Um homem disse: “Não é o que os moradores querem ver lá.” Outra pessoa perguntou quantos geradores a diesel seriam necessários para o projeto de eletrificação do metano.

Kasuke tentou reconhecer os sentimentos diplomaticamente. “Ouvi dizer que as pessoas se preocupam com o barulho”, disse ele.

Custo versus benefício

Um mês após a reunião, conheci Hutton no Redstone General Store. Ele tem trinta e sete anos, cabelo rosa curto e é editor e editor de revista. Eco Vale do Cristal, jornal local, e trabalha como massoterapeuta paralelamente. Mudei-me para Redstone há quase 10 anos, depois de um estágio com rochas e geloa agora extinta Carbondale Magazine.
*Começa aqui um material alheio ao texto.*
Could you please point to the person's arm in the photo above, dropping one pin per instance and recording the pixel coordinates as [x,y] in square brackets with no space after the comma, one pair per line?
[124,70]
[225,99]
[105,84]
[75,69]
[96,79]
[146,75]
Os residentes de Redstone, Chuck Downey e Gentry Hutton, retratados aqui em 8 de dezembro de 2022, suspeitam que vazamentos de metano de minas fechadas na Bacia de Carvão, a oeste da cidade, são um problema grande o suficiente para justificar os efeitos de um possível projeto de aquisição. gases de efeito estufa fortes.
Will Sardinski/Aspen Press

Will Sardinski/Aspen Press

Em 2018, ela comprou uma casa – anteriormente a lavanderia da cidade – e, com 430 pés quadrados, “literalmente a menor casa de Redstone”, diz ela. Coal Basin é onde ela aprendeu sozinha a esquiar no interior de uma encosta que mais tarde ela descobriu não ser uma encosta natural, mas uma velha pilha de rejeitos de carvão. Hoje em dia, ela gosta de estar no aquário pelo menos uma vez por dia para recriá-lo, dependendo da estação.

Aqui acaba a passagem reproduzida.